Out-of-the box art: Abdullah Qureshi’s style a new take on abstractionism, says Akhtar

In 'Wandering forms', Abdullah Qureshi has used diverse techniques and colours.


Enamel paintings of Abdullah Qureshi are attracting an unusual number of art enthusiasts at NCA’s Potohar Gallery. PHOTO MUHAMMAD JAVAID/EXPRESS

RAWALPINDI:


Artwork of a young artist reveals compelling, out-of-the-box themes painted in enamel as opposed to the traditional media of acrylic, oil paint or water colours.


The exhibition of the paintings by Abdullah Qureshi that opened at the Potohar Gallery of the National College of the Arts (NCA), Rawalpindi, on Thursday, attracted a large number of people, a rare feat for a contemporary artist.

Qureshi’s “Wandering Forms” is a collection of predominately collage, abstraction, self-imagery and some figuration in mixed media.

According to the artist, his interest lies in exploring abstraction and pushing boundaries in painting and materiality. While he displays diversity in colour and technique, follows no particular subject, lending it a sense of freely flowing creativity.

It is not just the choice of colour but the multitude of dimensions that leaves a lingering visual impact.

“Abdullah’s work has a new take on abstraction, it is not run-of-the-mill and offers something refreshing to the audience,” said Aasim Akhtar, the curator and noted critic and writer.
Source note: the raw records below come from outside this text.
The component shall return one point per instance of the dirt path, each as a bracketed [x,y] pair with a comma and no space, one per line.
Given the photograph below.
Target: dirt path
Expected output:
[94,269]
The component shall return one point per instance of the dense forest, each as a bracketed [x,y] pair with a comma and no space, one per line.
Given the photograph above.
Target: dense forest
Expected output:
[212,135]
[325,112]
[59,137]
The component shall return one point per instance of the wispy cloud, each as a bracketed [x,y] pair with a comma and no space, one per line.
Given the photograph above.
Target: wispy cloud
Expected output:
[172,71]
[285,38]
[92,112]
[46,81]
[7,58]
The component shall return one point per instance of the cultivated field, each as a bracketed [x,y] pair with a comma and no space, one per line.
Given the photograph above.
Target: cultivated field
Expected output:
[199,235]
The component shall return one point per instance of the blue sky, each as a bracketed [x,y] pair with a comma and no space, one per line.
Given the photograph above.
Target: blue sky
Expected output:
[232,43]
He wants to inculcate an awareness and appreciation of abstraction in the eyes of those who value figuration, mostly due to familiarity.

Speaking about the artist’s technique and style, Akhtar said, “I found Abdullah’s work and the shape very fluid and amorphous. It is very spontaneous and has a lot of colour.”


Enamel paintings of Abdullah Qureshi are attracting an unusual number of art enthusiasts at NCA’s Potohar Gallery. PHOTO MUHAMMAD JAVAID/EXPRESS

He added that while looking at the pieces, it appears as if the artist’s creation has transcended the canvas.

While a larger body of the work is collage, with painting on photographs or photocopies, the few large figurative pieces do not overpower the former. The paintings exude energy and incandescence, offset with dark, bold edges. The usage of tangy tones of orange, bottle green, crimson and sky blue in one piece come together effortlessly.

A graduate of the Chelsea School of Arts, Qureshi is currently a senior consultant for arts projects and partnerships at the British Council. He also runs his own gallery space, Gallery39K in Lahore.

The artist has exhibited in the country as well as abroad. The current exhibition will continue until January 10 every day from Monday to Friday, between 9am and 4pm.

Published in The Express Tribune, December 21st, 2013.